For her much anticipated appearances at the Cannes film Festival, Salma Hayek has over the years made the clutch purse her signature accessory.

Lindsay Lohan with Carmen Steffens evening clutch, annual amfAR fundraiser at the Cannes Film Festival, Hotel Eden Roc in Cap D’Antibes, May 2017.

In many parts of the world, clutch bags never went away but in the west, the increasing emancipation in the nineteenth century meant bags became larger and the clutch all but disappeared.   It was the resurgence of classical style dresses in the 1920s which led to its revival because it was an ideal accessory for the diaphanous flapper dresses of the era, a style which didn’t detract from the line of the body.  They’ve not since faded from popularity and are now an essential fashion accessory, performing also the socially invaluable function of giving the hands something to do. Because clutch purses so often tend to the rectangular in all aspects, they’re often styled using the motifs associated with the art deco era of the early-mid twentieth century and most designers seem to favor the elaborate, decorative styles of the earlier (pre 1929 Wall Street crash) art deco.  Given the small size of a clutch purse, this can be a challenge to implement but so can the more simplified plays of flattened and stylized geometric shapes or abstract patterns.

Cadillac, Ferrari and the clutch pedal

Although not all early Ferraris were so equipped and by 1976 the 400 GT was even offered with an automatic transmission (General Motors’ famously robust Turbo-Hydramatic 400), the open-gate shift was for decades a motif associated with the marque.  However, advances in hydraulics and electronics meant that by the early twenty-first century, the inefficiencies and technical disadvantages attached to automatic transmissions had been overcome to the point where no Ferrari with a manual transmission, however expertly driven, could match their performance.  Using automatic transmissions meant a clutch pedal was no longer necessary but it didn’t mean clutches were deleted; instead they were automated.  Scuderia Ferrari first used the technology in the Tipo 640 Formula One car in 1989 and any doubts about its speed or reliability were quickly allayed, the machine winning at its maiden appearance in the Brazilian Grand Prix.  Development continued and in 1997, the automated system, dubbed F1, was offered as an option in the F355, the first road car so equipped, the electro-hydraulic system operated by paddles behind the steering wheel linked to the F355's otherwise conventional 6-speed manual transmission.
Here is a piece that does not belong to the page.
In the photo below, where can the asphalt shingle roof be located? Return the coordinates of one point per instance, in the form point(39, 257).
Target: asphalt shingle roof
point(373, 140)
It certainly started a trend and paddles quickly become almost a de rigueur piece of technology for high-performance cars, the occasional old style, three-pedal model released only to cater for the dwindling number of drivers who enjoyed the experience of the way things used to be done.  In Ferrari dealerships, the numbers dwindled fast and the last Ferrari with a manual transmission left the factory late in 2011, the replacement a dual-clutch transmission (also called twin-clutch or double-clutch) which used two separate clutches for odd and even gear sets.  The two separate transmissions had their respective clutches contained in one housing and worked as a single unit.  The model which enjoyed the distinction of providing a swansong for the old open gate was the California.  Upon release in 2008 it was estimated between 5-10% of buyers would opt for a clutch pedal but, between then and late 2011, a mere three were ordered (some sources say two or five but the factory insists it was three).

2012 Ferrari California (top) and 2012 Cadillac CTS-V sedan.
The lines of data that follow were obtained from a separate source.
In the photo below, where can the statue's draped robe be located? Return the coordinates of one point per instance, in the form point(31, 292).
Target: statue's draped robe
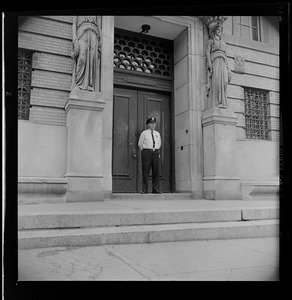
point(85, 70)
point(218, 78)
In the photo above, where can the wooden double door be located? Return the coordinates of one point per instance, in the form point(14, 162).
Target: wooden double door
point(131, 109)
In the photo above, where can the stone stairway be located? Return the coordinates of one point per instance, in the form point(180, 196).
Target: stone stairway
point(140, 221)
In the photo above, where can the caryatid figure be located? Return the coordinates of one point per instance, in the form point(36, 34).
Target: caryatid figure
point(218, 72)
point(86, 52)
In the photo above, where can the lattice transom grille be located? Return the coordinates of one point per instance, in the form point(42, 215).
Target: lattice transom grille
point(142, 54)
point(256, 114)
point(24, 83)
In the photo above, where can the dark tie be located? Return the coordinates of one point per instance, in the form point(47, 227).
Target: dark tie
point(153, 140)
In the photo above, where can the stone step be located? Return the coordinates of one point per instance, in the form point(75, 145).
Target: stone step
point(79, 219)
point(95, 236)
point(150, 196)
So the last decade at Maranello has been automatic (technically “automated manual transmission”) all the way and although a consequence of the quest for ultimate performance, it wasn’t anything dictatorial and had customer demand existed at a sustainable level, the factory would have continued to supply manual transmissions.  Amusingly, Cadillac had in 2004 begun offering a model with a manual transmission for the first time since the 1953 Series 75 (among the Cadillac crowd the Cimarron (1982-1988) is never spoken of except in the phrase "the unpleasantness of 1982" ) and by 2013, while one could buy a Cadillac with a clutch pedal, one could not buy such a Ferrari.  For most of the second half of the twentieth century, few would have thought that anything but improbable or unthinkable.